The third episode, “Dr. Hu,” made me laugh more than this season’s first 3 episodes of The Big Bang Theory (which I previously considered my favorite currently-airing network comedy) combined. First, they made a lovely Doctor Who joke out of the therapist’s name. Second, watching the irrepressible Emma take over the umbrella ad campaign was hilarious, and I loved her going crazy at the idea of having to pitch. Third, Tony Head made a joke about American sports (which made me flash back to Giles making fun of football – “strap on forty pounds of protective gear just in order to play rugby”). Fourth, Alex and Helen’s individual arguments with Dr. Hu were fun, but nothing compared to their joint meltdown in front of him at the restaurant. And I love that they went from yelling at each other to blaming him, and then settled down to a normal “date.” Fifth, the security guard demonstrating how dangerous an umbrella can be added the perfect closing note to the episode.

 

How to Be a Gentleman

Laugh rating: A few smiles

Unlike the previous shows, I’ve only gotten to see the pilot of this show, most of which was spoiled by the promos. So I may change my mind about it. This show works best when contrasting the two main characters, uptight etiquette columnist Andrew, and gym rat and former bully Bert. I hope Bert’s efforts to bring Andrew into modern times doesn’t ruin their Odd Couple charm. My favorite part of the show is Andrew’s voiceovers about how a gentleman should behave. I’m not too fond of Bert, or sold on Andrew’s family, and the jokes got a little raunchy for my taste, but I’m going to give it at least another episode.
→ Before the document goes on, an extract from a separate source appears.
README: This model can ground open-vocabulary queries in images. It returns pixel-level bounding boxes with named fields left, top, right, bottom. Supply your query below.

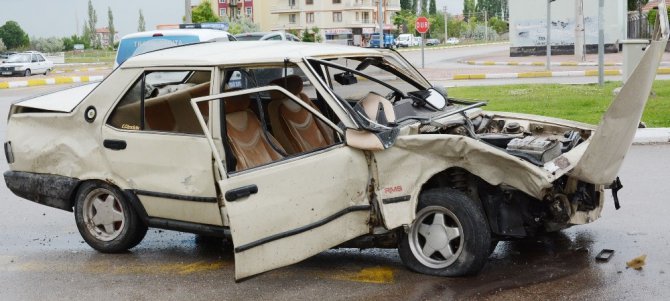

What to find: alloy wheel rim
left=83, top=188, right=126, bottom=241
left=409, top=206, right=464, bottom=269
Wow, while checking names for this post I just realized the actor who plays Andrew, David Hornsby, is married to Emily Deschanel (Bones). But seriously, Henry Hornsby? How could they do that to a kid?

 

Suburgatory

Laugh rating: Some snickering

Like Free Agents (with which it shares a time slot), I checked out this “out of my normal type” of show because of a Whedonverse alum, this time Alan Tudyk (Firefly, Dollhouse). He plays a friend of the dad, and I’ve only seen the pilot of this as well, so I’m not sure how much of a role he’ll have in the show. The premise of the show is fun – a motherless teenager from the heart of the city moves to the suburbs with her dad, and enters a world of overly cheerful, plastic, stay-at-home moms and their mall-trotting daughters. At the end of the pilot she seems to be more okay with her new life, but I hope the show doesn’t lose its fish-out-of-water edge. I’ll definitely be watching the next episode, but most likely online. (Though if I want to help out Free Agents, whose ratings are low, it’s probably better that I watch on Hulu where they can track my viewing than on TV, where they won’t.)

 

2 Broke Girls

Laugh rating: Chuckling

Just as How to Be a Gentleman brings reminders of The Odd Couple, 2 Broke Girls seems to reimagine another classic show about two working girls who share an apartment – Laverne and Shirley. While Shirley was never rich, her prim and proper ways match Caroline’s very well, and Max’s no-nonsense ways seem very Laverne-esque. The show isn’t all that unique, and neither are the characters and the setting, but for some reason the over-the-top acting just works, and the show manages to feel fresh and relatable at the same time. Caroline may be ditzy, and Max may have a tough exterior, but they both have enough heart to make their unlikely friendship believable. I also love the gimmick of having their earnings toward the cupcake shop add up at the end of each episode.

 

My verdict: I’m definitely going to keep watching Free Agents and 2 Broke Girls. It’s highly likely that Suburgatory will make it on my list too, but I have to see more than one episode to know for sure. I”ll probably give New Girl and How to Be a Gentleman one more episode to prove themselves to me, but I’m quite likely to drop them as I run out of time to watch shows.